By Shotlanski. This page exposes the character card summary for indexing while the main Datacat app keeps the richer modal UI.

“I wish I knew how to quit you.”
You met Dani in college.
She had that effortless girl-next-door charm that made people gravitate toward her. The kind of girl everyone wanted to know better. Or date, if they were being honest.
Unfortunately for them, she was already with Alex.
That probably should’ve kept things simple.
It didn’t.
Somehow, despite that very obvious complication, the two of you became friends anyway.
Then a few years passed. Senior year crept up on both of you. Graduation was on the horizon, adulthood waiting just beyond it, and everything felt like it was starting to shift.
That was when Dani showed up at your dorm one night in tears.
Alex had cheated on her.
She was a wreck—shaking, furious, humiliated, heartbroken. She paced, she vented, she clung to you like you were the only solid thing left in the room, burying her face in the crook of your neck as if she could hide there from the whole thing.
You comforted her.
And then comfort became something else.
Something impulsive.
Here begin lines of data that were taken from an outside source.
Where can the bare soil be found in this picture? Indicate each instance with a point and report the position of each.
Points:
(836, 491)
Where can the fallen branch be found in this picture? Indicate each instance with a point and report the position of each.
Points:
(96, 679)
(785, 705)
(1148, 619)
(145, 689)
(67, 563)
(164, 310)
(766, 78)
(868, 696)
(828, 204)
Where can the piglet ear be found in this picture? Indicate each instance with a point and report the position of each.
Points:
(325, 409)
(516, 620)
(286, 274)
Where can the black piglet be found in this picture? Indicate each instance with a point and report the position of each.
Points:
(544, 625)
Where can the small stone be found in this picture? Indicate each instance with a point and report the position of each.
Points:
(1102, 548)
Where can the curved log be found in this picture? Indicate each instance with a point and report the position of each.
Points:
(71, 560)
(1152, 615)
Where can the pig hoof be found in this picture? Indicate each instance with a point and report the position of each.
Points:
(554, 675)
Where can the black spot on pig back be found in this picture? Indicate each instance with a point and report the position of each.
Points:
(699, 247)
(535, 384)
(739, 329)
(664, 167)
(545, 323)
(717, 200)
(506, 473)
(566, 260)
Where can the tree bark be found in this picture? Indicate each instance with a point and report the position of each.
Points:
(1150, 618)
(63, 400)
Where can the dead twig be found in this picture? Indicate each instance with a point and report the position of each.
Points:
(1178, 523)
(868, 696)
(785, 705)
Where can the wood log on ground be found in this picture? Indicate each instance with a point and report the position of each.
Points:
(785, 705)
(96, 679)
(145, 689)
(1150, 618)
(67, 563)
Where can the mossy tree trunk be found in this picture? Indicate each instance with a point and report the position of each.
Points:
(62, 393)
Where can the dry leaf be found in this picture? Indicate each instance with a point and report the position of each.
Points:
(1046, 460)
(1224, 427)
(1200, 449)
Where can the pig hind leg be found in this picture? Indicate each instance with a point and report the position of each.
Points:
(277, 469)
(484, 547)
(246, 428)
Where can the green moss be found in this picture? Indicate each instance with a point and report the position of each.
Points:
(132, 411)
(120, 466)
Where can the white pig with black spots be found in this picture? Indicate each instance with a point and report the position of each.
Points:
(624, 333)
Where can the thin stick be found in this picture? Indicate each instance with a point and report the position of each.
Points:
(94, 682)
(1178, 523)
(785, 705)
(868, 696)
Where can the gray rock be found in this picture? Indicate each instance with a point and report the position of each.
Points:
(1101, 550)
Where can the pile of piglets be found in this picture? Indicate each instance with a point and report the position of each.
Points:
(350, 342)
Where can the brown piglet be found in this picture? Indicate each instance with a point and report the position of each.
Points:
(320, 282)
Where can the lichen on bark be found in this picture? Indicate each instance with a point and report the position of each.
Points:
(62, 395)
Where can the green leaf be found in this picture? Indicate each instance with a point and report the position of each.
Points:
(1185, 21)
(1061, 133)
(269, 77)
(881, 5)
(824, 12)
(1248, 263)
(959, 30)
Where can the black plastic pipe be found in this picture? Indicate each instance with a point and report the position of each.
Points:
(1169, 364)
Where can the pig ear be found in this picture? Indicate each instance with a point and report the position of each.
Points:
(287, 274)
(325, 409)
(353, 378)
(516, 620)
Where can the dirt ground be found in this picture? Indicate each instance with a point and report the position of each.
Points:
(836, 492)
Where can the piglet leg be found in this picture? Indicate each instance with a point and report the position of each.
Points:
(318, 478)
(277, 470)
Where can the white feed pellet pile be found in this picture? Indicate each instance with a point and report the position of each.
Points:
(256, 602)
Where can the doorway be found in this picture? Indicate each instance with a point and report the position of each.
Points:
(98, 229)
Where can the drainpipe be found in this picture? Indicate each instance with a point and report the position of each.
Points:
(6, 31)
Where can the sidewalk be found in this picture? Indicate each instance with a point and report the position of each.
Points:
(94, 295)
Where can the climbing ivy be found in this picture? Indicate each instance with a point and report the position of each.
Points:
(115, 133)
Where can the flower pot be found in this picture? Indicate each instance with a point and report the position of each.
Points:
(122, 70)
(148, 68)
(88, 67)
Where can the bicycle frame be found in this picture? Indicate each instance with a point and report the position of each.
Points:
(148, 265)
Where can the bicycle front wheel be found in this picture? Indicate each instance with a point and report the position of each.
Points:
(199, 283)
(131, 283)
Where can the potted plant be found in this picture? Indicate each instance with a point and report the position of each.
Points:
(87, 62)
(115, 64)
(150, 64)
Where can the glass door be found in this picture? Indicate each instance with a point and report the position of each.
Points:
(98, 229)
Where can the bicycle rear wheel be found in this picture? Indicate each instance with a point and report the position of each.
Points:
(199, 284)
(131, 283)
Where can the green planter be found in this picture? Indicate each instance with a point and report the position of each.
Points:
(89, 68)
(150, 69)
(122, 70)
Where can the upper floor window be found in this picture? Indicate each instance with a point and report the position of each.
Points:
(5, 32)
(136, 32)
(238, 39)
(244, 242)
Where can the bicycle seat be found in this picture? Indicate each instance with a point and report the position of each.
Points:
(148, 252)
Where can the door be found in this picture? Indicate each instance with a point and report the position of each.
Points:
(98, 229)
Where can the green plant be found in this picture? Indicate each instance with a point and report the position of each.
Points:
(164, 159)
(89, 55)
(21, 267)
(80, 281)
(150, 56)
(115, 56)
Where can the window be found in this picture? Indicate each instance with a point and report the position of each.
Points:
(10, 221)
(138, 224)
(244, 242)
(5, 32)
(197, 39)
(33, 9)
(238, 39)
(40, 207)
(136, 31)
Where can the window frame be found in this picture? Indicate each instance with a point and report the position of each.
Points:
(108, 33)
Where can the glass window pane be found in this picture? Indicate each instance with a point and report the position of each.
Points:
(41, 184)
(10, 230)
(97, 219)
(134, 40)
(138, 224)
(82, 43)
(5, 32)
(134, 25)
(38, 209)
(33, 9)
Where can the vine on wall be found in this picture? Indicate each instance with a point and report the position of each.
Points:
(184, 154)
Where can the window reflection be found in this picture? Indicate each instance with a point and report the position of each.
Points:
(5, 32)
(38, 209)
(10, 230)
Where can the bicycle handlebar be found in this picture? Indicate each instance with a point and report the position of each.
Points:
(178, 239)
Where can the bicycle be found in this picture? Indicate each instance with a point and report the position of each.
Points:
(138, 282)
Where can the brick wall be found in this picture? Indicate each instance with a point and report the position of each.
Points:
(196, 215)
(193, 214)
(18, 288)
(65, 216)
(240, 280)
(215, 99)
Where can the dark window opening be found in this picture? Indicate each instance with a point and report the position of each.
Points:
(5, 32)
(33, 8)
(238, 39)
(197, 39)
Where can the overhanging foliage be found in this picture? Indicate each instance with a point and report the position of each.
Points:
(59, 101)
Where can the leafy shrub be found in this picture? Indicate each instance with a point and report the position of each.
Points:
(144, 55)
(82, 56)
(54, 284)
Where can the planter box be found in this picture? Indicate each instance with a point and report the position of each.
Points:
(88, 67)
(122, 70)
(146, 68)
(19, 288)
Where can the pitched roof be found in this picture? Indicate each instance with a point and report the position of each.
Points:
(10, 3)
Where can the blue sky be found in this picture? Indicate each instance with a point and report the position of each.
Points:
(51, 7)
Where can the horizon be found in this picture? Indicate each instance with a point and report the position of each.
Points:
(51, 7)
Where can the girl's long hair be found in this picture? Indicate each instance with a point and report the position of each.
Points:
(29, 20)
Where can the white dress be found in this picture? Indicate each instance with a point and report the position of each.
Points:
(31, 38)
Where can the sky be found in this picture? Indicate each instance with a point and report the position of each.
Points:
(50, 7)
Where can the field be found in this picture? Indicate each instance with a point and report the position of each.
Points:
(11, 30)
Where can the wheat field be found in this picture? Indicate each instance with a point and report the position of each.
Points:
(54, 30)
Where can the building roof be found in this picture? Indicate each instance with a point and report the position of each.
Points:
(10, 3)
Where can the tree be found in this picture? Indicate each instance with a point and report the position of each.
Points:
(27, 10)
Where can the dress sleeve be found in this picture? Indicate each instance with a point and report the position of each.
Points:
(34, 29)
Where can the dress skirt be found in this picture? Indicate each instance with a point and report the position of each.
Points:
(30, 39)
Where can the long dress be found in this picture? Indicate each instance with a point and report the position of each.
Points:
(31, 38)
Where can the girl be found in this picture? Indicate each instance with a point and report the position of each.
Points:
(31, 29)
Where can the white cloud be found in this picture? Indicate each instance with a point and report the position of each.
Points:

Messy. Ill-advised.
Something neither of you had planned, but both of you wanted.
Afterward, you agreed it meant nothing. A lapse. A release valve. Comfort for comfort’s sake. You were still just friends.
Except that one reckless mistake turned into two.
Then three.
Then a months-long affair.
The rules were simple enough: no feelings, no complications. And if either of you met someone else, that was it. Arrangement over. Clean break.
At least, that was the idea.
Because neither of you seemed particularly interested in looking.
Then senior year ended. Graduation came and went. Farewell parties, final goodbyes, all the usual rituals people cling to when they don’t know how to handle endings.
And Dani vanished.
Just like that.
No warning. No explanation. No goodbye. One day she was there, and the next she had ghosted you completely.
It was strange. More than strange, really.
Not because you were in love with her. You weren’t. That had been the deal, hadn’t it? No feelings involved.
But losing her like that, losing the affair was one thing, losing the friendship without a word, stung more than you ever let yourself admit.
Still, life kept moving, because it always does.